Generic Translator for (.NET) Applications

It took the whole day, but I’ve finally made exactly what I needed to translate our product at DataWeb.cz:

screenshot

DataWeb.cz Translator 2.1.0.0

When it comes to translation of .NET applications, we can choose from the following options:

  • Write our own Translation tool from scratch
  • Use Microsoft’s proposed model of .resx files
  • Use some third party solution, either free or commercial
  • Hardcode all the translations

The usefulness of every model depends on its actual usage. I’ve not sorted this list in any way, but everyone might agree, that the the last solution will be the worst solution of all (if it is not a really tiny, single purpose application or school project just for one use only…). But what about the other?

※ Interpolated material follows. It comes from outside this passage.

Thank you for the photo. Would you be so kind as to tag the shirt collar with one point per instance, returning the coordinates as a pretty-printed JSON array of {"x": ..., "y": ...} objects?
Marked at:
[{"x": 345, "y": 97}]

When I worked recenly as developer employee, we in our company once decided to localize one product with .resx files. This was great … until the customer started to need Excel files as translation source (containing all target languages). Then all the localization becomes pure hell. Translators (especially Magyars) was rude on the Excel source and corrupted it often, sometimes the conversion into resource files did not work for unknown reason and there was also constant need for merging, updating and re-building the project.

From this experience and the previous with simpler tool I’ve developed for ImagingShop 1.32, I put togheter several requirements for a translation model, that would be optimal for us:

  • Must be really simple, so that any user would understand it without much learning
  • Source file and target localizations must be separated to enable non-programmers to create pluggable “language packs”
  • User would see translation source and any number of localizations he want side by side, so he can learn from two language versions to understand the context and write down the desired equivalent
  • Localization files should be human-readable text files allowing for manual corrections
  • Avoid merging operations and support incomplete translations seamlessly
  • Translation on-the-fly in application would be fast (search in O(log n) time, if possible)
  • The tool would be fool-proof and highlight missing equivalents

I wrote something that fullfills these requirements. This is our DataWeb.cz Translator. The Translator’s workflow consists of four simple steps in which the three available buttons in main window are used (in order from left to right):

  1. Open translation file (this is the file with original texts sorted in groups)
  2. Add one or more languages (either by choosing a new language from the list or opening the existing language file)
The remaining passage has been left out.